Using Kenning via command line arguments

Kenning provides several scripts for training, compilation and benchmarking of deep learning models on various target hardware. The executable scripts are present in the kenning.scenarios module. Sample bash scripts using the scenarios are located in the scripts directory in the repository.

Runnable scripts in scenarios require implemented classes to be provided from the kenning.core module to perform such actions as in-framework inference, model training, model compilation and model benchmarking on target.

To run below examples it is required to install Kenning with dependencies as follows:

pip install "kenning[tensorflow,tvm] @ git+https://github.com/antmicro/kenning.git"

Command-line arguments for classes

Each class (Dataset, ModelWrapper, Optimizer and other) provided to the runnable scripts in scenarios can provide command-line arguments that configure the work of an object of the given class.

Each class in kenning.core implements form_argparse and from_argparse methods. The former creates an argparse group for a given class with its parameters. The latter takes the arguments parsed by argparse and returns the object of a class.

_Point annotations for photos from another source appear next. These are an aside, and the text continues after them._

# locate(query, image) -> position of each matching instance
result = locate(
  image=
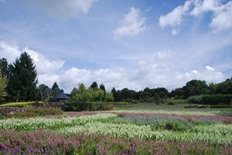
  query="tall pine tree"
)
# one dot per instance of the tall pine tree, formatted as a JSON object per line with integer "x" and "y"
{"x": 22, "y": 79}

Autocompletion for command line interface

Kenning provides autocompletion for its command line interface. This feature requires additional configuration to work properly, which can be done using kenning completion command. Optionally, it can be configured as described in argcomplete documentation.

Model training

kenning.scenarios.model_training performs model training using Kenning’s ModelWrapper and Dataset objects. To get the list of training parameters, select the model and training dataset to use (i.e. TensorFlowPetDatasetMobileNetV2 model and PetDataset dataset) and run:

kenning train \
    --modelwrapper-cls kenning.modelwrappers.classification.tensorflow_pet_dataset.TensorFlowPetDatasetMobileNetV2 \
    --dataset-cls kenning.datasets.pet_dataset.PetDataset \
    -h

This will list the possible parameters that can be used to configure the dataset, the model, and the training parameters. For the above call, the output is as follows:

common arguments:
  -h, --help            show this help message and exit
  --verbosity {DEBUG,INFO,WARNING,ERROR,CRITICAL}
                        Verbosity level

'train' arguments:
  --modelwrapper-cls MODELWRAPPER_CLS
                        ModelWrapper-based class with inference implementation to import
  --dataset-cls DATASET_CLS
                        Dataset-based class with dataset to import
  --batch-size BATCH_SIZE
                        The batch size for training
  --learning-rate LEARNING_RATE
                        The learning rate for training
  --num-epochs NUM_EPOCHS
                        Number of epochs to train for
  --logdir LOGDIR       Path to the training logs directory

ModelWrapper arguments:
  --model-path MODEL_PATH
                        Path to the model

PetDataset arguments:
  --classify-by {species,breeds}
                        Determines if classification should be performed by species or by breeds
  --image-memory-layout {NHWC,NCHW}
                        Determines if images should be delivered in NHWC or NCHW format

Dataset arguments:
  --dataset-root DATASET_ROOT
                        Path to the dataset directory
  --inference-batch-size INFERENCE_BATCH_SIZE
                        The batch size for providing the input data
  --download-dataset    Downloads the dataset before taking any action. If the dataset files are already downloaded and
                        the checksum is correct then they are not downloaded again. Is enabled by default.
  --force-download-dataset
                        Forces dataset download
  --external-calibration-dataset EXTERNAL_CALIBRATION_DATASET
                        Path to the directory with the external calibration dataset
  --split-fraction-test SPLIT_FRACTION_TEST
                        Default fraction of data to leave for model testing
  --split-fraction-val SPLIT_FRACTION_VAL
                        Default fraction of data to leave for model valdiation
  --split-seed SPLIT_SEED
                        Default seed used for dataset split

Note

The list of options depends on ModelWrapper and Dataset.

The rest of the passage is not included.